Directed by Sean Fine and Andrea Nix Fine (LFG), and produced in collaboration with A24, The Sixth revisits the 2021 insurrection on the U.S. Capitol, led by far-right Trump supporters who believed the 2020 election was “stolen,” from the perspective of six public service workers: Maryland congressman Jamie Raskin, congressional aide Erica Loewe, photographer Mel D. Cole, and three police officers. On May 3—the day The Sixth was released—Politico published a report questioning the absence of marketing for the documentary and the strange, seemingly last-minute change in release strategy.
Amazon denies having set a release date for The Sixth, but several people who spoke with Politico said they’d been told the documentary would be released on Prime Video—free to subscribers—on May 3. “The subjects were all told that the movie would be available on Prime starting at the beginning of May, and I was certainly telling that to people because the premiere was completely sold out,” Raskin told Politico. “I was telling people they’d be able to access it on Prime Video. And then the Fines told us that although that was the original understanding, it was now not going to be available for streaming on Prime Video and people would have to pay for it. That obviously will change by millions the number of people who will see it.”

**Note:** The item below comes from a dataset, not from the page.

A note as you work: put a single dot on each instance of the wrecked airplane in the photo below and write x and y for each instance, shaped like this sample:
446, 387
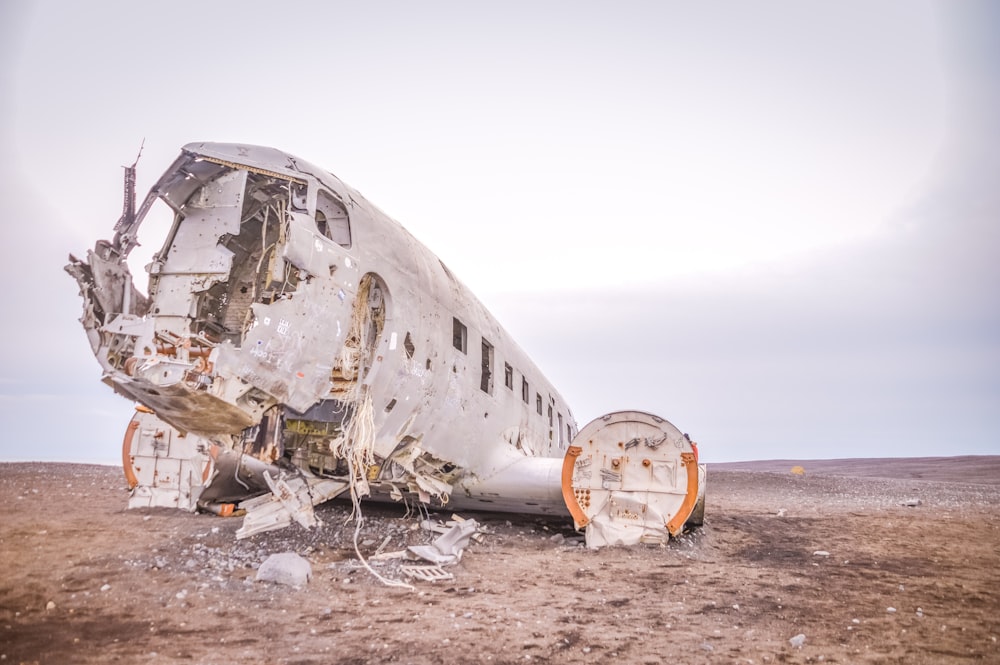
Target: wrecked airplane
297, 344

As journalist Michael Schaffer was putting the story together, he noticed that The Sixth was not included on A24’s website alongside other upcoming releases. When he reached out for comment, the film suddenly appeared on the website, where A24 describes it as “a testament to the importance of truth.” But how important can that truth be when A24 and/or Amazon is ensuring far fewer people are able to see it? The Sixth was, as promised, released on May 3. However, the Fines’ documentary is only available to rent, and only for the premium rental fee of $19.99.
Although the Fines seemed hesitant to criticize A24, which bankrolled the doc for an undisclosed sum (per the report, the budget was likely in the seven-figure range), Sean Fine commented on the sudden release change:
“We’re artists,” Sean Fine said. “You make something and somebody tells you it’s going to be in a museum — and then all of a sudden, it’s like, no, no, it’s only in this other room of the museum, and you have to pay more to go see it. You wonder why. Or if they say we’re going to keep your painting in a closet for a while and we’re going to bring it out when we think it’s good for people to see it. So it’s like, ‘Why is that?’”

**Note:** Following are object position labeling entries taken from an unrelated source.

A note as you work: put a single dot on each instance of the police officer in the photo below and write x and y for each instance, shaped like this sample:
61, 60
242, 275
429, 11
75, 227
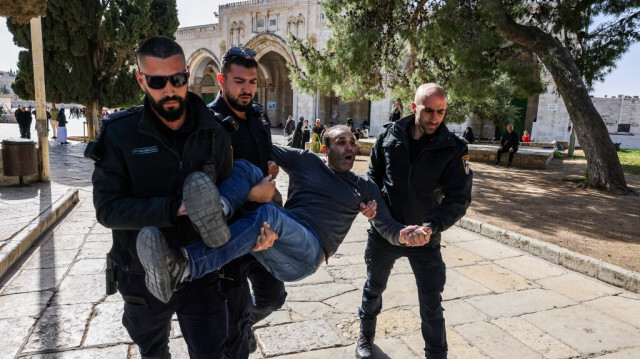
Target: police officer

It’s particularly odd for A24 to shy away from a wider release push for The Sixth given its recent marketing efforts for Civil War, Alex Garland’s vision of a not-too-distant future in which the U.S., fractured by unspecified political issues, has devolved into war. As Schaffer notes in his reporting, The Sixth takes a similarly less granular approach to the politics of January 6, instead focusing on workers whose typical day at the office was violently upended by an insurrection.
Is it that A24, a distributor known for releasing avant garde indies and challenging genre films, is apprehensive about alienating a large percentage of the general moviegoing public? That seems too dissonant to be true, though I suppose it could be. Or is it that Amazon, a company headed by a billionaire whose continued wealth relies on conservative politics, isn’t particularly inclined to ensure The Sixth is seen by the widest audience possible? That sounds more correct, but it still doesn’t explain why A24 isn’t promoting a film it invested millions of dollars in producing.
As Schaffer writes for Politico, Amazon’s handling of The Sixth is a smart business decision, but that’s “a notion that ought to concern Americans of all stripes.”
“A shared set of facts is pretty essential to a functioning society,” Schaffer continues. “We stopped getting our facts from the same place long ago, but burying something because it might anger people during election season seems bad in a new way.”
With seven months until the 2024 presidential election, each day it becomes increasingly clear that we are laboring under the illusion of choice, and any narratives to the contrary—any authors who dare observe our political landscape with clear eyes—should either be dismissed by the right as wholesale fabrications or suppressed by the left for undermining the person we all have to vote for, or else.